Dopo 28 anni di assenza Adriana Lecouvreur è tornata al Teatro Comunale di Bologna. Originariamente previsto per lo scorso maggio ma sospeso a causa dell’emergenza sanitaria, il nuovo allestimento del capolavoro di Francesco Cilea, prodotto insieme a Rai Cultura, registrato a porte chiuse a inizio febbraio e trasmesso da Rai5 (ora disponibile su Raiplay), è stato realizzato seguendo la formula del film-opera, rispolverata da Mario Martone col recente Il barbiere di Siviglia per Roma e somministrata di frequente come terapia di prima linea per tenere in vita il teatro lirico ai tempi del covid.

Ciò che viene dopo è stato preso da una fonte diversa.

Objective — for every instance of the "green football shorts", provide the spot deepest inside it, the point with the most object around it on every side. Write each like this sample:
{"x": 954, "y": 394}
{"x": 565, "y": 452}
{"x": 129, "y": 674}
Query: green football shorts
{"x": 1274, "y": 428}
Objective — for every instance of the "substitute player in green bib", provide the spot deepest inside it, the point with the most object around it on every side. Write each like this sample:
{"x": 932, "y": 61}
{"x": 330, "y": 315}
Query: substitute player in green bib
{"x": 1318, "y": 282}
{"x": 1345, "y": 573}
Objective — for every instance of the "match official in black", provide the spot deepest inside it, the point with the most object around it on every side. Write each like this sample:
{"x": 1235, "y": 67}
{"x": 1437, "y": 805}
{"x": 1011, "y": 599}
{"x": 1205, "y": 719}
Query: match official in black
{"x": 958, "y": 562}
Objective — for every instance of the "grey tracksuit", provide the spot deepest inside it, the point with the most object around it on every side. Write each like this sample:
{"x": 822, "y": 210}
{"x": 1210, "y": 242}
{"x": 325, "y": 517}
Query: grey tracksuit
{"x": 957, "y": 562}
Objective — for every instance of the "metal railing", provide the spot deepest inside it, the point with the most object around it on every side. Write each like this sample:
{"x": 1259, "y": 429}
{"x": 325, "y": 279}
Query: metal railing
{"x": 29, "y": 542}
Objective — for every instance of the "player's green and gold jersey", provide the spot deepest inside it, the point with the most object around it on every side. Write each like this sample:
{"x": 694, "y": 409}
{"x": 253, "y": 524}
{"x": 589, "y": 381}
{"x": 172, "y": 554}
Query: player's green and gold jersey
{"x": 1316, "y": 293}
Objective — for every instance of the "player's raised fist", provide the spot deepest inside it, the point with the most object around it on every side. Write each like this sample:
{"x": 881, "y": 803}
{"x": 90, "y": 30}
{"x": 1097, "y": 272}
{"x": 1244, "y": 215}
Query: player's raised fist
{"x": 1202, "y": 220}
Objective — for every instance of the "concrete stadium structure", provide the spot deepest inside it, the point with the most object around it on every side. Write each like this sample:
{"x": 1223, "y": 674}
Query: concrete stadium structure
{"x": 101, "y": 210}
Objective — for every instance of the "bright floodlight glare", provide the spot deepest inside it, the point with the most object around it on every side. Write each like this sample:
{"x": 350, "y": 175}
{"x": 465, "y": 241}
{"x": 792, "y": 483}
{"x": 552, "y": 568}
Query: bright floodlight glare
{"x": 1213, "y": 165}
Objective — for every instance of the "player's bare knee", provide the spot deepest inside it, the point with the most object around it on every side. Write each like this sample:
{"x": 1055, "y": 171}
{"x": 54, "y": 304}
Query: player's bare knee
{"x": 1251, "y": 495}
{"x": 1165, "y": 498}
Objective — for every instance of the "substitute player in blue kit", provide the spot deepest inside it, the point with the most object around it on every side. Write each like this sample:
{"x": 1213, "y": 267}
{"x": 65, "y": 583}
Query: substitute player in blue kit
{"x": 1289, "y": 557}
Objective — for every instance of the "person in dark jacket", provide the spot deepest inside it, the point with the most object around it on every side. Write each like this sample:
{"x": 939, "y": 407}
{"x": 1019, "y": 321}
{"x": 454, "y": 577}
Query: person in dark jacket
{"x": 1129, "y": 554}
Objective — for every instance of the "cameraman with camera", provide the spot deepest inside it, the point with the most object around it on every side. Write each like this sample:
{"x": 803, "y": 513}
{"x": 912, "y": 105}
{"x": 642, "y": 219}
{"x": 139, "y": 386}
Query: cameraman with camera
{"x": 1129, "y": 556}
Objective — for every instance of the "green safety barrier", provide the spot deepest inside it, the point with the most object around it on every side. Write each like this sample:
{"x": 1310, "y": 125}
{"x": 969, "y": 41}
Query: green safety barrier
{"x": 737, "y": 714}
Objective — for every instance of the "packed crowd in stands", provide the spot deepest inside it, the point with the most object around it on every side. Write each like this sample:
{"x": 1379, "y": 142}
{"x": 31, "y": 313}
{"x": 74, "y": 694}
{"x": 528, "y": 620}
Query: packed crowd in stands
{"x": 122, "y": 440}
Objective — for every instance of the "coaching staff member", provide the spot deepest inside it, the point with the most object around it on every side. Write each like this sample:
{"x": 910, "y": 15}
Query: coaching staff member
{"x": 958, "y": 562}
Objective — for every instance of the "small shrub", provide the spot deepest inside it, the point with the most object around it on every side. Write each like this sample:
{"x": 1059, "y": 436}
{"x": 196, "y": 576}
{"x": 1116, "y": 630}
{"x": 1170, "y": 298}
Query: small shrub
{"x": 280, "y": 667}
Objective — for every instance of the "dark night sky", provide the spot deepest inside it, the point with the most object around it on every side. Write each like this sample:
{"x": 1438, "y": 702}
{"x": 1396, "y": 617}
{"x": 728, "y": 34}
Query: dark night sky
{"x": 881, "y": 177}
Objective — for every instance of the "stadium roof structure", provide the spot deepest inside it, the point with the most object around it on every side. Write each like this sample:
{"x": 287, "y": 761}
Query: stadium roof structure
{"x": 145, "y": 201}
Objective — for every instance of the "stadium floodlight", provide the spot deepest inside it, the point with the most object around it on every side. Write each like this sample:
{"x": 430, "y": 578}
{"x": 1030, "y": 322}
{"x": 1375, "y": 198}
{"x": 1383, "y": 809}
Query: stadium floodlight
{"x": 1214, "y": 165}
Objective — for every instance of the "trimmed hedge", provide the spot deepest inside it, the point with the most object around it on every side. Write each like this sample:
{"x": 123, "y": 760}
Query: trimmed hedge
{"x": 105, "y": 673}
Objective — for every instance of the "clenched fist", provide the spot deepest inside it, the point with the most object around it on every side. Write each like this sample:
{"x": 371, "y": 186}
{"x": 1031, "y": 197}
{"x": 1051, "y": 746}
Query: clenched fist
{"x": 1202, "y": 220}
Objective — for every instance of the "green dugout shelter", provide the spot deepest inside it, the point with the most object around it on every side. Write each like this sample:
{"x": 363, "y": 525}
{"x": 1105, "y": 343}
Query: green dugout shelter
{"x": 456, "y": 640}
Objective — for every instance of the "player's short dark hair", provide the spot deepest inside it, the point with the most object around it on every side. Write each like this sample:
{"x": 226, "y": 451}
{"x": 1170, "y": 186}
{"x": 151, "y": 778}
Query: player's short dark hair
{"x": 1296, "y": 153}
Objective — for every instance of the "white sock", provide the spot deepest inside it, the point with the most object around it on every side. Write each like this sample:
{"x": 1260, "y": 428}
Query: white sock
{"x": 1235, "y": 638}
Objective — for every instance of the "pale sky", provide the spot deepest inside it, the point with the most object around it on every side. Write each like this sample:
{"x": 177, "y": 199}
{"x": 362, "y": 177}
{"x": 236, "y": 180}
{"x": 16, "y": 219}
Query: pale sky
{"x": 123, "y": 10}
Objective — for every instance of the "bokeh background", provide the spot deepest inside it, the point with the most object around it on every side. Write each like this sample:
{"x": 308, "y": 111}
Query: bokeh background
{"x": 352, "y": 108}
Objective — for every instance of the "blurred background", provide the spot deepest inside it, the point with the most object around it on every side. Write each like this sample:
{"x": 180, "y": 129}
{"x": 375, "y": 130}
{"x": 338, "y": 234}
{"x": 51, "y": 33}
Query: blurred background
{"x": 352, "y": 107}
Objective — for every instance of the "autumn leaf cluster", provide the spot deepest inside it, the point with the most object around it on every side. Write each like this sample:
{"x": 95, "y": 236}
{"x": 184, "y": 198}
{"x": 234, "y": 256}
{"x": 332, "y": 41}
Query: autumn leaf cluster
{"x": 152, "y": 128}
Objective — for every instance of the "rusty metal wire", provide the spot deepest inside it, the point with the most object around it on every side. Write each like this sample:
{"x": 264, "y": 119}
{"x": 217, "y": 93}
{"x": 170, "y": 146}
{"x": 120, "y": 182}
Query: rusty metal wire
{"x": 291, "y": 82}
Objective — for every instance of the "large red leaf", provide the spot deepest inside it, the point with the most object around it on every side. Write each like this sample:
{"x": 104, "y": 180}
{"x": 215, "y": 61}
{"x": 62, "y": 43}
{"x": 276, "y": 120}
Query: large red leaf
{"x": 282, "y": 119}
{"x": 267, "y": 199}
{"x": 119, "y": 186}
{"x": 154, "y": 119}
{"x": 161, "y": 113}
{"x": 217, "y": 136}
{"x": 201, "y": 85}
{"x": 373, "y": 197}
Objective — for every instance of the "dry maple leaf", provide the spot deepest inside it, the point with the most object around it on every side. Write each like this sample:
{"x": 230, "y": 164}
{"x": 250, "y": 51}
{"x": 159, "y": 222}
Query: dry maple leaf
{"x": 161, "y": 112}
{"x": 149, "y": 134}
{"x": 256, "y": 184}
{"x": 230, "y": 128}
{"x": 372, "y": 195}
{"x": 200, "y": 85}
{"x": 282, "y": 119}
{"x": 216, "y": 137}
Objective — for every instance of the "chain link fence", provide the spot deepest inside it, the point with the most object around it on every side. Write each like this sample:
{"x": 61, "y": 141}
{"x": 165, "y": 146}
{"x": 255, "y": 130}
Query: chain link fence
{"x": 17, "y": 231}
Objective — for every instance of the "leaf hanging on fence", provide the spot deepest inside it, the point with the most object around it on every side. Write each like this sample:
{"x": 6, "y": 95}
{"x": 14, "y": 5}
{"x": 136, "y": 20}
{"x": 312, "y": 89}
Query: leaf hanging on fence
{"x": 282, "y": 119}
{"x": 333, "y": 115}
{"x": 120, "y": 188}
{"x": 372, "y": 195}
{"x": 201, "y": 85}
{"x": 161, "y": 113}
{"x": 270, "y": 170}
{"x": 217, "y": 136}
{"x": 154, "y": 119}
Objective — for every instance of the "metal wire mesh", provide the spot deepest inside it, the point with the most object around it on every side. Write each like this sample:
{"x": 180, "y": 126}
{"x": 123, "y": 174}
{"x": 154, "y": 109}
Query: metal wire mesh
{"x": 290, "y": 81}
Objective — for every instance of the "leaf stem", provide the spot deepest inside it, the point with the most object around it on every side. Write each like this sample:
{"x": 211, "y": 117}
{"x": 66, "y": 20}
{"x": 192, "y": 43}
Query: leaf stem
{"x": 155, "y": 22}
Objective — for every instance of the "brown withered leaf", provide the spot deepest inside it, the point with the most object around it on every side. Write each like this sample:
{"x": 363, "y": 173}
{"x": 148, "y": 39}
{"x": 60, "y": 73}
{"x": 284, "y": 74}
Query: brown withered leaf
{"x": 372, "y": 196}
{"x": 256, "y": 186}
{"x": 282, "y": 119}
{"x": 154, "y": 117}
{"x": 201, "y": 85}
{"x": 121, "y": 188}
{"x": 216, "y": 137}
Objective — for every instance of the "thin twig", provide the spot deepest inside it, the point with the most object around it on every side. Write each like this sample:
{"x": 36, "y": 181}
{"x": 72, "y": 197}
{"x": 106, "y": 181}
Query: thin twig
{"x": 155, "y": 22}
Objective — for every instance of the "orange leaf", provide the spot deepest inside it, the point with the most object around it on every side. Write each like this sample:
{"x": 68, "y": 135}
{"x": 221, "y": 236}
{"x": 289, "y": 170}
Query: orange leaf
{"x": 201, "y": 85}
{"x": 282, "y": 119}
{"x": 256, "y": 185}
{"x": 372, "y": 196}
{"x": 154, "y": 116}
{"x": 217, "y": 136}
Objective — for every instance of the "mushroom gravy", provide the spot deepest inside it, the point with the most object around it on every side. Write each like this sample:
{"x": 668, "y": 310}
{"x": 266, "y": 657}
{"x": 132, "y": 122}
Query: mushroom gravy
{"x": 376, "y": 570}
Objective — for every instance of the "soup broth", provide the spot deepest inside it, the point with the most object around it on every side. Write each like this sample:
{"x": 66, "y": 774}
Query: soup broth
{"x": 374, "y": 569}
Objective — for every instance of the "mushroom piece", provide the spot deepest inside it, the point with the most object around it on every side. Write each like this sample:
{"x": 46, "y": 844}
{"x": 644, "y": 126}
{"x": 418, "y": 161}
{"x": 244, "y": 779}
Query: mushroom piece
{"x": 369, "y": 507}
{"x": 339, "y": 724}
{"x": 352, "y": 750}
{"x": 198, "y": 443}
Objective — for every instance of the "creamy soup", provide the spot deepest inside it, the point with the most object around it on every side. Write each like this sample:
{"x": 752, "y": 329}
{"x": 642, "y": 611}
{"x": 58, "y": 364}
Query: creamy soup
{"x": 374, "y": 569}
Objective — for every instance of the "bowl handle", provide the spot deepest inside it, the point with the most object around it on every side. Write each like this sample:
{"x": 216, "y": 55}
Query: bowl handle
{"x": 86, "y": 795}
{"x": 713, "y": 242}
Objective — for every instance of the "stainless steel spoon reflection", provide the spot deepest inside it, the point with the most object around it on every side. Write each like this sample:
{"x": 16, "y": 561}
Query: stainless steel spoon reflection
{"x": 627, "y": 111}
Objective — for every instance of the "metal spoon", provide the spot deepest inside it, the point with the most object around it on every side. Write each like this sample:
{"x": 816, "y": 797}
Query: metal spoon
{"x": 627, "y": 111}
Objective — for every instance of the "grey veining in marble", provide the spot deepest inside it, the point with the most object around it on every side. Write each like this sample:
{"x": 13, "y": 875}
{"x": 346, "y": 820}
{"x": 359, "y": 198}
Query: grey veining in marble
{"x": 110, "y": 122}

ASHER FISCH SCAVA nella partitura cercando finezze armoniche e abbandoni melodici, ottenendo una preziosa rotondità di suono che avvolge la storia in una languida atmosfera «fin de siècle» e la scandisce con ritmi trasognati fino all’estenuazione. I cantanti si disimpegnano con trasporto nei rispettivi ruoli: vezzosa e gelosa come Tosca l’Adriana di Kristine Opolais, generosa di voce, seppure con passaggi di registro talvolta stimbrati e un po’ acidi; spietata come Eboli e Amneris la Principessa di Bouillon di Veronica Simeoni, omogenea e sfogata dal grave all’acuto; poco consistente il Maurizio di Luciano Ganci, con acuti talvolta schiacciati; paterno il Michonnet di Nicola Alaimo, un po’ in difficoltà nelle note più alte. La vera sorpresa dello spettacolo è nella regia, curata sul versante teatrale da Rosetta Cucchi e su quello televisivo dall’infaticabile Arnalda Canali, impegnate a costruire una drammaturgia che ibrida con grande efficacia sintassi scenica (movimenti degli attori) e sintassi audiovisiva (movimenti delle camere e stacchi di montaggio), facendo di Adriana una creatura che, come Orlando di Virginia Woolf, attraversa epoche diverse e cambia pelle a ogni atto. Nel primo è la «tragédienne» realmente esistita, che a metà 700 rivoluzionò la recitazione ricercando un’espressività il più possibile naturale, còlta in un retropalco mentre si prepara a debuttare in Bajazet di Racine; nel secondo è un’attrice romantica di metà Ottocento simile a Sarah Bernhardt, che si cimentò spesso col ruolo di Adriana nella tragedia di Legouvé e Scribe cui si ispira il libretto dell’opera; nel terzo è un’attrice cinematografica di inizio Novecento simile a Yvonne Printemps, protagonista di uno dei primi film muti ispirati alla Lecouvreur.

NEL QUARTO ATTO, la folgorazione: nella Parigi del 1968 attraversata dalle proteste degli studenti e dai riverberi dell’estetica della Nouvelle Vague, Adriana, ora simile a una delle tante maschere «intello» di Anna Karina o Jeanne Moreau, si spoglia degli orpelli di scena mentre la sua storia si riduce a una sorta di diario intimo in cui l’attrice si confronta un’ultima volta godardianamente con la sua immagine (Michonnet la filma), si concede di occupare sola il centro della scena (Maurizio ridotto a pura voce come Alfredo in Traviata), morendo come donna adorante per vivere in eterno come diva adorata.